Bolognini ha aggiunto: «Nei giorni scorsi è venuta fuori la notizia che i pupazzi dei mondiali sono fatti da lavoratori che prendono due euro per ogni giornata lavorativa. Noi non potremo mai fare concorrenza a queste cose. Con i costi che abbiamo non ci riusciremo mai. C’è il sindaco mondiale – Ituc, International trade unions confederation – è una delle vie da percorrere per portare i diritti anche a queste persone. Davvero dobbiamo toglierci dalla testa di pensare di fare concorrenza a chi lavora per pochi euro il giorno. Oggi, nella nostra azienda, siamo in una situazione un po’ paradossale: ci sono 10 milioni di investimenti. La multinazionale ci ha venduti a un proprietario dal vicentino. E’ un nostro concorrente diretto: questo vuol dire che una parte della nostra produzione rimane, però la testa non serve. Ha investito 10 milioni di euro, ma ci ha subito detto che il 50 per cento degli attuali lavoratori sono considerati esuberi aziendali. Questo significa che 350 lavoratori, saranno collocati fuori dall’azienda e, molto probabilmente, finiranno disoccupati».

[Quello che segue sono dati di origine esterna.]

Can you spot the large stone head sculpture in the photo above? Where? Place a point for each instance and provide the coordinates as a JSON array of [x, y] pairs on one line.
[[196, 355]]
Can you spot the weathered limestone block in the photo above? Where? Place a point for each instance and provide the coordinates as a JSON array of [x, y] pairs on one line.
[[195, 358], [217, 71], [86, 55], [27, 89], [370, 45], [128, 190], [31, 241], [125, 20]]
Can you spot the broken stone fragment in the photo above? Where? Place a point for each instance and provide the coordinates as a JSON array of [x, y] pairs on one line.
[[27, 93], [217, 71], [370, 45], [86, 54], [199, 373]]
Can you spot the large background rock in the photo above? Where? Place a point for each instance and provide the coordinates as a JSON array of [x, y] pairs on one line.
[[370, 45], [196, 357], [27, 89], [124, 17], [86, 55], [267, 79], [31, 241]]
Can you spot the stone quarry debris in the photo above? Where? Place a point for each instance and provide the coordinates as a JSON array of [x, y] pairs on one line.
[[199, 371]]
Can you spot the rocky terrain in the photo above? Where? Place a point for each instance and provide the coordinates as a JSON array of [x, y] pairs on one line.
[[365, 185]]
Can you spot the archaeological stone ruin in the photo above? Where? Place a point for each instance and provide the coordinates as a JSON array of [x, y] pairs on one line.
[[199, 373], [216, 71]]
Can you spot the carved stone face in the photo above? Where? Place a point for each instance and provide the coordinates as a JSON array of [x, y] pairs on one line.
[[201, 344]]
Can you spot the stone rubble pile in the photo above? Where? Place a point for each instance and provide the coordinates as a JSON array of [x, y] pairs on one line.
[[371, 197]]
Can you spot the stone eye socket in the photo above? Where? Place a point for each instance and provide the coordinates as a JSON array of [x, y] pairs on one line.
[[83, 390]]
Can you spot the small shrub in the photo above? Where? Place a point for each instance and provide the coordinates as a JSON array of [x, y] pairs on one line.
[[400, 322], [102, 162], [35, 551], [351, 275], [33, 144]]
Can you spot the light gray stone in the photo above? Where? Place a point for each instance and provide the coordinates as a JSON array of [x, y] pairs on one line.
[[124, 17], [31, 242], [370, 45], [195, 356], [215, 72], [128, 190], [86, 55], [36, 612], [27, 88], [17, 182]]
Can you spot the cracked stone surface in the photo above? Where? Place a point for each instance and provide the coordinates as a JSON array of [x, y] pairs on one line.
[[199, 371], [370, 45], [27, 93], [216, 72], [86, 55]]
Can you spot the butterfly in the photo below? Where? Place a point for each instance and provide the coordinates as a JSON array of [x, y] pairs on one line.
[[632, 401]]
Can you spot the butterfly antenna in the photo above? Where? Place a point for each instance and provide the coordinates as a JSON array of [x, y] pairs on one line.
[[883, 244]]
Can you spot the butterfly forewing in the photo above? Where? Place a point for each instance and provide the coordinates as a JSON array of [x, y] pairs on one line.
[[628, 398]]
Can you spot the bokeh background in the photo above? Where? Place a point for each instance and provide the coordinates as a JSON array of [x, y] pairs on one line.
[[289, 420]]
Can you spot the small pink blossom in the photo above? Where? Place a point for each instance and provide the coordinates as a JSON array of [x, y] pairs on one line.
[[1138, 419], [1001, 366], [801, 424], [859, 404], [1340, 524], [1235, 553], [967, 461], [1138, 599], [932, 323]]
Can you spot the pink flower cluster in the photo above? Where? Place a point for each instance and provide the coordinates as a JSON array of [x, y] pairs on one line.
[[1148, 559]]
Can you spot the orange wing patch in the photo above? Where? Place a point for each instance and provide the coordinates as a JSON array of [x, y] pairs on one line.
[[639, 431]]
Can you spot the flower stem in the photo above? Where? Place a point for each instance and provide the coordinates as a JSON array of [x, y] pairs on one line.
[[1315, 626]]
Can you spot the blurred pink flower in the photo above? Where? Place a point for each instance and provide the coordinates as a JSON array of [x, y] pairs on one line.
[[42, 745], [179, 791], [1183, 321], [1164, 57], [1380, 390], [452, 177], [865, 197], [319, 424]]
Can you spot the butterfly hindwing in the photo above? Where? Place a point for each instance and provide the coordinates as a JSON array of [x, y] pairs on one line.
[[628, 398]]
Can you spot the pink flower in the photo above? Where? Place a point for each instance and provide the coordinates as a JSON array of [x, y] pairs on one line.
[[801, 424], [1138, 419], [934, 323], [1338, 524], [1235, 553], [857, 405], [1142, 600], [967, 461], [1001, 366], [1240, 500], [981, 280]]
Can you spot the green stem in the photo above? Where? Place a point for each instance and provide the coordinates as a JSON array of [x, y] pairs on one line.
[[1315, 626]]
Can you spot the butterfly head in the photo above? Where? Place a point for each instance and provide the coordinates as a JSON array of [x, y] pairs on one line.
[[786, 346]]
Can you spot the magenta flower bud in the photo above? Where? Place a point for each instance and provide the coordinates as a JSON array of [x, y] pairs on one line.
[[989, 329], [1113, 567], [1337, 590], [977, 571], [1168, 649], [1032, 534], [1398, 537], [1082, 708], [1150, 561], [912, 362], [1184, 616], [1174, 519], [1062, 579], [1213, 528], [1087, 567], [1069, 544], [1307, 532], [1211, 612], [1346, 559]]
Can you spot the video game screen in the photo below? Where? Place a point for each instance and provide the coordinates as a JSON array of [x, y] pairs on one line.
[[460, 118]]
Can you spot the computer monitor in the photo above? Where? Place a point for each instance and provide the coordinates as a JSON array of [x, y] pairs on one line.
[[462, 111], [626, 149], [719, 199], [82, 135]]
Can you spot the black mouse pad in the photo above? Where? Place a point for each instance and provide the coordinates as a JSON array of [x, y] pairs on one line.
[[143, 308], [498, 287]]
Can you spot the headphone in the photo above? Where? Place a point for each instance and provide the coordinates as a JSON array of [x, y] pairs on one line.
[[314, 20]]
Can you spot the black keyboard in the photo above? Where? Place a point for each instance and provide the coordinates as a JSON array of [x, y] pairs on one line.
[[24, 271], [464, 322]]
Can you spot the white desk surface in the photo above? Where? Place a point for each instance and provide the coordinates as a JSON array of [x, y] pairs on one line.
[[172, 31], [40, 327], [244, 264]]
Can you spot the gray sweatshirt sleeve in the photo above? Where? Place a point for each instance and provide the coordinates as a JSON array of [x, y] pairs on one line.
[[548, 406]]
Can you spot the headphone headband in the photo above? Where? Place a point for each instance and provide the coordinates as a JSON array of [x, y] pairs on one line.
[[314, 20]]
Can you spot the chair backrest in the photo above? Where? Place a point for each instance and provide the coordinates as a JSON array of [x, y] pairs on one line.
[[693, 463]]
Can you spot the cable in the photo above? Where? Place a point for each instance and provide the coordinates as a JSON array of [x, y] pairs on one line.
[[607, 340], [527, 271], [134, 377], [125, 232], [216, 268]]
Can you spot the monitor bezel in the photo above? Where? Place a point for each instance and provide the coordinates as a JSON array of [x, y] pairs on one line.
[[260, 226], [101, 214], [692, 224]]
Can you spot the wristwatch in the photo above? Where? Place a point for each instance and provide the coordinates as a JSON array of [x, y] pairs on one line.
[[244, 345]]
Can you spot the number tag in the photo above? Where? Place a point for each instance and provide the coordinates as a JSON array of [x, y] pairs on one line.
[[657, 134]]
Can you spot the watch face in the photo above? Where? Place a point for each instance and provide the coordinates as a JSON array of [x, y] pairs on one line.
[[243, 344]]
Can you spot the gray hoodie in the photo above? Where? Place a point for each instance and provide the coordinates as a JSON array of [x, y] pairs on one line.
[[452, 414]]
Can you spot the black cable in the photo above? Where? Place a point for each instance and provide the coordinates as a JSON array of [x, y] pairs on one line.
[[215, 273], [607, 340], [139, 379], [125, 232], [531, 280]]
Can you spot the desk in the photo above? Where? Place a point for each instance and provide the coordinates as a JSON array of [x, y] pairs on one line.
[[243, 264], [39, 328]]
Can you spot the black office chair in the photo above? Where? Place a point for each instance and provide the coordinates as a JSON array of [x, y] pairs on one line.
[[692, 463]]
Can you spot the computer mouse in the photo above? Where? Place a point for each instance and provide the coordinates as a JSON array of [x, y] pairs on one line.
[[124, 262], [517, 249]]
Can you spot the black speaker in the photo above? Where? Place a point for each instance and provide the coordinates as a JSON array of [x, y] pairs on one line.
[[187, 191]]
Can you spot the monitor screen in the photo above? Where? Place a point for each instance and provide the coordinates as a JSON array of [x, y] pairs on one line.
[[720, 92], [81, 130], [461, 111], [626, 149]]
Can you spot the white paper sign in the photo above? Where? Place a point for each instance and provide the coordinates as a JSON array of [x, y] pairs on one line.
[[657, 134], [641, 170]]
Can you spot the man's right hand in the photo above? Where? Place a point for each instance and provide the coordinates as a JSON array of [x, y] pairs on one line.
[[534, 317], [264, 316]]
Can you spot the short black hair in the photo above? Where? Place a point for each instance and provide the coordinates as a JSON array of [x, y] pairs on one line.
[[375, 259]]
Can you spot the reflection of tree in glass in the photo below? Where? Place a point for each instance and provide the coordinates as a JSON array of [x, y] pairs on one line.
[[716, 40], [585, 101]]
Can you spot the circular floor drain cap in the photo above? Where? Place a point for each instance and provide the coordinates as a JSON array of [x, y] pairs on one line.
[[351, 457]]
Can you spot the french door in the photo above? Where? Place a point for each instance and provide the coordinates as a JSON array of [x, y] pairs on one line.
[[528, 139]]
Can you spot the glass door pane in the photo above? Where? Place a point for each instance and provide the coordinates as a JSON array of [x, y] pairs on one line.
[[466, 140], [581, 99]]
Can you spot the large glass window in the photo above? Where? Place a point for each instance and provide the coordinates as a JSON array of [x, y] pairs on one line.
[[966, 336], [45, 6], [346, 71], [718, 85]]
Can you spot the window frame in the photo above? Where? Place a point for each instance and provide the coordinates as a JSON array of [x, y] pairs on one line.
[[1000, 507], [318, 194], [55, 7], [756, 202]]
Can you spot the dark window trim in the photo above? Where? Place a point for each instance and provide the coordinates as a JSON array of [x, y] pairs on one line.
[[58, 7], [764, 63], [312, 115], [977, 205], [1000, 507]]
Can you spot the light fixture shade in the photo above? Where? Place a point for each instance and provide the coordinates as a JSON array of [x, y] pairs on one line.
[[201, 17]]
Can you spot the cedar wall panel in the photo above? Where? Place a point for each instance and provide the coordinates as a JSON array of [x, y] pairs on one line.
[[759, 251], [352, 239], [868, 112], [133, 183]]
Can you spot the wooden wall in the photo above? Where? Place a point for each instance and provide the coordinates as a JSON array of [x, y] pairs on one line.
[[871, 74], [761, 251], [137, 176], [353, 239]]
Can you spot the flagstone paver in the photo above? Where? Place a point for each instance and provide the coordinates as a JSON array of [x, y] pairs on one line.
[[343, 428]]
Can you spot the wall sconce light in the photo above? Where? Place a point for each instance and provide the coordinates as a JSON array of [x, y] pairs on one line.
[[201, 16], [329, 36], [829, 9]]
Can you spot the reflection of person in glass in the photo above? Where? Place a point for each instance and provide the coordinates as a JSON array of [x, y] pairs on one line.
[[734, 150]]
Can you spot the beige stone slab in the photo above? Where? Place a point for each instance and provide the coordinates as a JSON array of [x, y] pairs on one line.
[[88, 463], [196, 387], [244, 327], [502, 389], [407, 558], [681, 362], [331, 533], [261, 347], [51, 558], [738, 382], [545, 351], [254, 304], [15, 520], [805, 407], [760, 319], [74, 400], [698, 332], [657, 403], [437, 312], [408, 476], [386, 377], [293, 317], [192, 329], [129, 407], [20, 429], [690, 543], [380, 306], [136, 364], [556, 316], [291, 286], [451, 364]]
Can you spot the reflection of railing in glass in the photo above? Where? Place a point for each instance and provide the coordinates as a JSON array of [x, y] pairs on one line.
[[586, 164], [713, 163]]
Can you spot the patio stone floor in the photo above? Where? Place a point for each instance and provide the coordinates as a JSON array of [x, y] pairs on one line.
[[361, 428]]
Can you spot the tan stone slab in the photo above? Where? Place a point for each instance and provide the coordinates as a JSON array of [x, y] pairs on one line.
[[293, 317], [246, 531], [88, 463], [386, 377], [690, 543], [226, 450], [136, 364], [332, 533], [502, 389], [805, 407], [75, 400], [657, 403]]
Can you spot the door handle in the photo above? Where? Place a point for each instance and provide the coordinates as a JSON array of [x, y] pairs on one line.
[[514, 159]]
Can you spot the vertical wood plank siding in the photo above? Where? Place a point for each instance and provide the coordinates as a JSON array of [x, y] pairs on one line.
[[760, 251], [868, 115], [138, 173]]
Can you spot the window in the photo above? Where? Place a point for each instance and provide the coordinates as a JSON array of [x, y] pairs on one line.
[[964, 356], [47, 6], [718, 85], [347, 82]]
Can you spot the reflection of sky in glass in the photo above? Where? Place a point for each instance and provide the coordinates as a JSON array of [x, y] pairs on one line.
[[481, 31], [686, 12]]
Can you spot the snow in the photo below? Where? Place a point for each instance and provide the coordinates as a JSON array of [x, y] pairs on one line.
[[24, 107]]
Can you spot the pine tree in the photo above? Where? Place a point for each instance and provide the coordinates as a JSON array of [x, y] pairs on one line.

Gianni Bolognini ha concluso: «Ancora una volta siamo qui a ribadire l’importanza di politiche efficaci sugli ammortizzatori sociali, perché le aziende – una volta chiuse – non le riapri mai più. Noi chiediamo che si continui a incentivare l’automotive. L’Italia è un Paese dove c’è sempre stata innovazione – dal Rinascimento in avanti –, ma oggi siamo fanalino di coda. Non riusciamo più realizzare progetti innovativi. Faccio qualche esempio: vicino a noi abbiamo la Germania che – tra le altre cose – investe nel solare. E’ un Paese dove il sole non c’è, ma investono sul solare. Noi siamo chiamati il paese del sole, ma nel solare non riusciamo a investire. Per invertire la rotta occorre avere un po’ di coraggio; servono politiche nuove. Però smettiamola con gli slogan. Chiudo ricordando una cosa detta da Fabrizio De Andrè, che è stato un maestro: “La gente affamata e senza lavoro è la pasta di cui sono fondate le dittature”. Grazie».